Unilateral Cleft Defect
Unilateral ACDs are more common and often have problems with significant asymmetry and excessive defect width. Although skilled interceptive orthodontics can often successfully align and position the lesser segment and narrow the defect width, occasionally the poorly positioned cleft segment will remain, with suboptimal soft tissue that would compromise, and potentially prohibit, orthodontic treatment. A typical case is illustrated in Fig. 70-4. This patient had a long history of cleft surgical procedures, as well as two phases of orthodontics. The ACD was still poorly positioned with extensively scarred soft tissue; the radiographs verified a significant bony defect width between the segments. This situation is difficult to correct with conventional orthodontic preparation and alveolar bone grafting; therefore distraction of the cleft segment, to narrow the defect by approximating the alveolar segments, will increase the success of a smaller bone graft.

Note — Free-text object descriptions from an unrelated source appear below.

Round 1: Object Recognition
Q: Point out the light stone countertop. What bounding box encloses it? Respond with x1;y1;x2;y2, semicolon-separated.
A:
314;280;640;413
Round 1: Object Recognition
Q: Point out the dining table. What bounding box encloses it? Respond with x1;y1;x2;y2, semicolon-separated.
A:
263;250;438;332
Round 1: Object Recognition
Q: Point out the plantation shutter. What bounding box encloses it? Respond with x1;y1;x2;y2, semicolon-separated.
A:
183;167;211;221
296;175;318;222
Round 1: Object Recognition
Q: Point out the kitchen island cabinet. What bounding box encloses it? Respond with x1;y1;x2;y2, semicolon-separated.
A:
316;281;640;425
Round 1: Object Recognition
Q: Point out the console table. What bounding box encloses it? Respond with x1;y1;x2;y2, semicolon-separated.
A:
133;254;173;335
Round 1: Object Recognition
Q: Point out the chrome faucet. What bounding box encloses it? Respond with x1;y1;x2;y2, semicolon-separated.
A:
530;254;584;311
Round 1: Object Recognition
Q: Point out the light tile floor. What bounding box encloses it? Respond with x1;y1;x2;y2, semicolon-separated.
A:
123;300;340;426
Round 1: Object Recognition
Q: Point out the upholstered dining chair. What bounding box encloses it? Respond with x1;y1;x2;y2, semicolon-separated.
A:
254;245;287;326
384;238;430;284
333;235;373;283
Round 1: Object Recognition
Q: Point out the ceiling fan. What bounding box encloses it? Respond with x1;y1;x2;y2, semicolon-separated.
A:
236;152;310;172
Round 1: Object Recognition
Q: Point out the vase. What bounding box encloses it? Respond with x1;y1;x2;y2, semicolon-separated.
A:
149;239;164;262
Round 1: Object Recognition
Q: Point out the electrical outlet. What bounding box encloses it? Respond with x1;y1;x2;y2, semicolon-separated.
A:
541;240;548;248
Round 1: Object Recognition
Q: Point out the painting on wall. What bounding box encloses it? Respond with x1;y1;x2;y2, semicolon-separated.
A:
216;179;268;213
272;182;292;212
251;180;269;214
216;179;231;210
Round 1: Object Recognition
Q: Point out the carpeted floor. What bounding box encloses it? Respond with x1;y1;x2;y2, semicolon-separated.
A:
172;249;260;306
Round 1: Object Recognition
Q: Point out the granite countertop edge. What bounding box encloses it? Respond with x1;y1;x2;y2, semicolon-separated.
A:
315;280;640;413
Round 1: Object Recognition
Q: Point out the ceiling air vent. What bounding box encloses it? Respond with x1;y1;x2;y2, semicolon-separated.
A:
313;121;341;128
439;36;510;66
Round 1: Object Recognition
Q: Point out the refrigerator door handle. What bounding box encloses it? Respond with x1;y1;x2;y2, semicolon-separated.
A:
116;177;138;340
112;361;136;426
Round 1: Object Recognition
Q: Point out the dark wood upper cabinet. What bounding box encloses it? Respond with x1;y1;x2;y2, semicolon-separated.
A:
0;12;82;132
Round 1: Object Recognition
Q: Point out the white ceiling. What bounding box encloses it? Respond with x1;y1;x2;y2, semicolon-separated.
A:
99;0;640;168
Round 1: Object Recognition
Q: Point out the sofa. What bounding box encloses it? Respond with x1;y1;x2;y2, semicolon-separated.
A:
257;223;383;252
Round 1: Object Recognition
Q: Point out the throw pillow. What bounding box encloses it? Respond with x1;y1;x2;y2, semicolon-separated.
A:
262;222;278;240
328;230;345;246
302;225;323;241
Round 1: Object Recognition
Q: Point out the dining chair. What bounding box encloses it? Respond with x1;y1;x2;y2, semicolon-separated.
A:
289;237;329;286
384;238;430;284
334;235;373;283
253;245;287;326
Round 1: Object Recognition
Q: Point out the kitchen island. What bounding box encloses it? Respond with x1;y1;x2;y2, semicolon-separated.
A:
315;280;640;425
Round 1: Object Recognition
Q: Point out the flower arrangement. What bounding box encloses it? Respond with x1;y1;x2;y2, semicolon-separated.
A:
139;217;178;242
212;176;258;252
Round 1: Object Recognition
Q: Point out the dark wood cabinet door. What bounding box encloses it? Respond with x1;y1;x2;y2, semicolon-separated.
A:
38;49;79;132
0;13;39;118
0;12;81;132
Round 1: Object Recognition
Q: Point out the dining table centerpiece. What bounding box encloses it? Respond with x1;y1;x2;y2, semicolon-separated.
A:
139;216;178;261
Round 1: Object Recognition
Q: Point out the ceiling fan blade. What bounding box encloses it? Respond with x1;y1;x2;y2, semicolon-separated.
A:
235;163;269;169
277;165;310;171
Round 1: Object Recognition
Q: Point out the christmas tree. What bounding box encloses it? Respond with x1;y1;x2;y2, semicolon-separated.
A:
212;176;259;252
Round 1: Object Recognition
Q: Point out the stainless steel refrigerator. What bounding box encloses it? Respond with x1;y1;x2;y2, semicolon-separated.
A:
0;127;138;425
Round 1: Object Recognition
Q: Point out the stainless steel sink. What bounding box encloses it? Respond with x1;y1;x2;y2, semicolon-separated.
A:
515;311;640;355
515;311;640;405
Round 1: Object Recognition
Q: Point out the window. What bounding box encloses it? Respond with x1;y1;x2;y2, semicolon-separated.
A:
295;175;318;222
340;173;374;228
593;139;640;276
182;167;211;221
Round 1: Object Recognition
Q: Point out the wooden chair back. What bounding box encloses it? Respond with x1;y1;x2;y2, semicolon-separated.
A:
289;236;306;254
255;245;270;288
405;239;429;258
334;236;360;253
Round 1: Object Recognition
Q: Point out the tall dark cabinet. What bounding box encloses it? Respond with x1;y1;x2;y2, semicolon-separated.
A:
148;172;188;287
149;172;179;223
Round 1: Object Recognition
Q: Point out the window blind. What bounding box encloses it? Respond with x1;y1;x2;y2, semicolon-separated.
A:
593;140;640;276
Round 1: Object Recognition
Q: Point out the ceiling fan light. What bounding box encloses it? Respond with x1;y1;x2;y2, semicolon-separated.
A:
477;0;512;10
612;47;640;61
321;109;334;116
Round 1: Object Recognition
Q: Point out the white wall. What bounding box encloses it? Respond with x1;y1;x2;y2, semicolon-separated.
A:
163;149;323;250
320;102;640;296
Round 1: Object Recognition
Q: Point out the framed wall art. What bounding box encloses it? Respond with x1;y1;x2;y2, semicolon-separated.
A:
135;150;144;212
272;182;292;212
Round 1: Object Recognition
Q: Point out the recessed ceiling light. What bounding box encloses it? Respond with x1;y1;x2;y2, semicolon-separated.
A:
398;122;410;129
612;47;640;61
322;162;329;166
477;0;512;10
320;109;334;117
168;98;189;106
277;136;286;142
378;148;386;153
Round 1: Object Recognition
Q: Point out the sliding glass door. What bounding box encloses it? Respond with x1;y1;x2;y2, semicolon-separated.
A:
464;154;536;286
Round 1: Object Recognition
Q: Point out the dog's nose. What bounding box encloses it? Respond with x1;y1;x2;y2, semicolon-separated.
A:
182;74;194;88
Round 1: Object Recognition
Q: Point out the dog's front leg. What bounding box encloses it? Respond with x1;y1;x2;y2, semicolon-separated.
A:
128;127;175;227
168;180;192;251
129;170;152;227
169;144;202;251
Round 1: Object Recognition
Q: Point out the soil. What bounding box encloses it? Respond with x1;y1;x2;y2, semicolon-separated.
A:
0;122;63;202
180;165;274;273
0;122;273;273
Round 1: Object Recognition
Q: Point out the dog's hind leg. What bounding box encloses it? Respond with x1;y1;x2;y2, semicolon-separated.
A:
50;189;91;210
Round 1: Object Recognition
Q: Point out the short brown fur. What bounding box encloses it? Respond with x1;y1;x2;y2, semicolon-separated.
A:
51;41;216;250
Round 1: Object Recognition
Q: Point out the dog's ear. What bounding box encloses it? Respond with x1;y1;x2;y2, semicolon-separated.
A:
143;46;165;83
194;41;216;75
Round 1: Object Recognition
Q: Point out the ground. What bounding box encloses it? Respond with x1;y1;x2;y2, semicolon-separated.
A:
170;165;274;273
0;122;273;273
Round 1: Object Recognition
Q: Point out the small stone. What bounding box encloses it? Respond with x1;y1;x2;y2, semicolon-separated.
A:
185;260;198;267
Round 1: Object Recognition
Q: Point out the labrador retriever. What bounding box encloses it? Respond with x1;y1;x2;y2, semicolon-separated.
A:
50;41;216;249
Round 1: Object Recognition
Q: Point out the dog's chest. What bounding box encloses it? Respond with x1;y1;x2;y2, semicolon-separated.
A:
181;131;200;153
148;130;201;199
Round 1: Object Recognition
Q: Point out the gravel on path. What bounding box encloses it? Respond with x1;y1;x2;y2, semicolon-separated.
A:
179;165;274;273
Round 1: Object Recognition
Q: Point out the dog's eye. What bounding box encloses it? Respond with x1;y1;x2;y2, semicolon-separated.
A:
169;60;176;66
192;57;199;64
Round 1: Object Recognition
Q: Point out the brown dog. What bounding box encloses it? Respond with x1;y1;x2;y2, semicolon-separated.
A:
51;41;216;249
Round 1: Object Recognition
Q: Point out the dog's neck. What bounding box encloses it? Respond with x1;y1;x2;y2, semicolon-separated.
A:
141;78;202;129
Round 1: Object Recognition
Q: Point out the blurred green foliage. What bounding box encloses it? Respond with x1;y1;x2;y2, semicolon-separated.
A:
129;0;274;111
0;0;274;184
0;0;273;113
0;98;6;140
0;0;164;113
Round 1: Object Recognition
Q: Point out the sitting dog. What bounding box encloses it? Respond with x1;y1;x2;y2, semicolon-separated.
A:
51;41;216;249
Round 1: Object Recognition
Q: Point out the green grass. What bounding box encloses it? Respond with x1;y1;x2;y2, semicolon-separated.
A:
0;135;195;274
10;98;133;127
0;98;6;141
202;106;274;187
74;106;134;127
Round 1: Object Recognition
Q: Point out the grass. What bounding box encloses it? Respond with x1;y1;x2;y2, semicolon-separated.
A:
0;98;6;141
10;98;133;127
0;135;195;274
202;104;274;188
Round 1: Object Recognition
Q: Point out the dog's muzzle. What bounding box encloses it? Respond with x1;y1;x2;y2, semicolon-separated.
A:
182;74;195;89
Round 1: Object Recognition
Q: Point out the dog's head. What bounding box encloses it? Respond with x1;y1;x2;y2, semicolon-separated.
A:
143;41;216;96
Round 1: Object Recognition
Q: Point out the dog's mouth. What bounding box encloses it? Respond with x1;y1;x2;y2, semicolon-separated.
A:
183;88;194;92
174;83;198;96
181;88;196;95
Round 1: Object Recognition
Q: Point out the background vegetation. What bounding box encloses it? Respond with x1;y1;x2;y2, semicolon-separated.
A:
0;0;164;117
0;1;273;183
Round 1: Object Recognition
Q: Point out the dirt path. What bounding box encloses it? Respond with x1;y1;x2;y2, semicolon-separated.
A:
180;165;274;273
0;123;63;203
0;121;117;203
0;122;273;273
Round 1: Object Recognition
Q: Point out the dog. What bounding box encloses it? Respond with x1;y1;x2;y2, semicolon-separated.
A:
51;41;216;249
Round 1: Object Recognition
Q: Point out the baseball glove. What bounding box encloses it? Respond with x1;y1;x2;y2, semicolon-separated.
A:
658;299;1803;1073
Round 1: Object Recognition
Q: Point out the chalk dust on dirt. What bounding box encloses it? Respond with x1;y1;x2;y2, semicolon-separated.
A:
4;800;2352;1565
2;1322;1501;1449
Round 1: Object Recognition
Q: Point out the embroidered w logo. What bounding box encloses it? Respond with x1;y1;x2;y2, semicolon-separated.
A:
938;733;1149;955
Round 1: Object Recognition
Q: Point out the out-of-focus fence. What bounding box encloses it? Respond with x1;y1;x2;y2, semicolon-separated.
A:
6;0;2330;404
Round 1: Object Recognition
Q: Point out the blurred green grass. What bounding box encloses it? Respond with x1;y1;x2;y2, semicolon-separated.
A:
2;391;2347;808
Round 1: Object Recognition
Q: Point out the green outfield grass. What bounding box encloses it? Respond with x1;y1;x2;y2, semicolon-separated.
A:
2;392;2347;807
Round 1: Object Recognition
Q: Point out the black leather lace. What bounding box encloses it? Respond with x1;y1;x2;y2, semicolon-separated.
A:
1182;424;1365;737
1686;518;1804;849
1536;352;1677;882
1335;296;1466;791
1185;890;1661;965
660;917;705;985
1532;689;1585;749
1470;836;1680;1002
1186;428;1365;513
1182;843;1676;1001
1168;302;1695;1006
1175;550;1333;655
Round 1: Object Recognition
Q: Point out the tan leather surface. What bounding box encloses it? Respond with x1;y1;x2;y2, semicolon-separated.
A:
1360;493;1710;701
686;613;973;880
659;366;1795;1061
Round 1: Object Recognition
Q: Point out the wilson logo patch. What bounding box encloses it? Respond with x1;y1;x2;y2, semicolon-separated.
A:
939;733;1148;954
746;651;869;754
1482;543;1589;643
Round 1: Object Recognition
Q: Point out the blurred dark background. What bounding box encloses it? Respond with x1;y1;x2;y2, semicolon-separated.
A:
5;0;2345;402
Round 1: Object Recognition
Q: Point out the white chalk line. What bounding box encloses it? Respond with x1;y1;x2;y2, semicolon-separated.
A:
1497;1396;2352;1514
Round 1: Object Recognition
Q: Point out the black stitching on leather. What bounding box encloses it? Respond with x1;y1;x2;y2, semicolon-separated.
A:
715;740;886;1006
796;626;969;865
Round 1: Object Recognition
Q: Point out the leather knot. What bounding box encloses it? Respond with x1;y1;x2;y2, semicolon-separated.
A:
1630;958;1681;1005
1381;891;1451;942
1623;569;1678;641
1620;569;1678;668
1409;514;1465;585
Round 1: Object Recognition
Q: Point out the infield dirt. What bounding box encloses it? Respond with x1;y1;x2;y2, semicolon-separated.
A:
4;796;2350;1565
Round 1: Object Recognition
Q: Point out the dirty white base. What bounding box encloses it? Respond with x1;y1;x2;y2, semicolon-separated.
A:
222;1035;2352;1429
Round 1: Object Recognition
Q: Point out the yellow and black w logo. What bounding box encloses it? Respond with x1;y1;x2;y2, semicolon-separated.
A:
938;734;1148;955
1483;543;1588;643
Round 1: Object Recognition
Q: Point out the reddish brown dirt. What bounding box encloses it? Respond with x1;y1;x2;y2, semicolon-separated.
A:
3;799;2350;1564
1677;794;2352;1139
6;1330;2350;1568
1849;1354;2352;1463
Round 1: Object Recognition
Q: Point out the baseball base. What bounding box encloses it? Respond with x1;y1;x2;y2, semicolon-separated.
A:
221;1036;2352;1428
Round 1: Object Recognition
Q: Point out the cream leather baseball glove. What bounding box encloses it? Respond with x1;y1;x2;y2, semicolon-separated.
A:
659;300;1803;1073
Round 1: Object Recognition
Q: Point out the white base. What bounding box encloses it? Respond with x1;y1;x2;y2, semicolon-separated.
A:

A single vector alveolar distractor was placed on the buccal aspect of the lesser segment after vertical osteotomy between the bicuspids and horizontal osteotomy, approximately 7 to 8 mm above the level of the root apices. The activating rod is oriented in a favorable position under the lip for easy access. Postdistraction photos demonstrate an alveolus more favorably positioned for bone grafting.
Many alveolar distractors offer various distracting lengths (10 to 20 mm) and multiple options for plate and screw placement (Fig. 70-5). The device should be contoured to the alveolar surface so that activation will move the segment in the desired direction. Some distractors allow for orientation of the activation rod from 0 degrees (coaxial to the distractor) to 30 degrees to allow favorable rod positioning and access for daily activation. Minimal activation should be performed during the surgical procedure to prevent undue tension on the overlying soft tissue, which may tear and compromise vascularity. Two or three millimeters of activation, to confirm complete mobility of the osteotomized segment, will suffice at the time of distractor placement.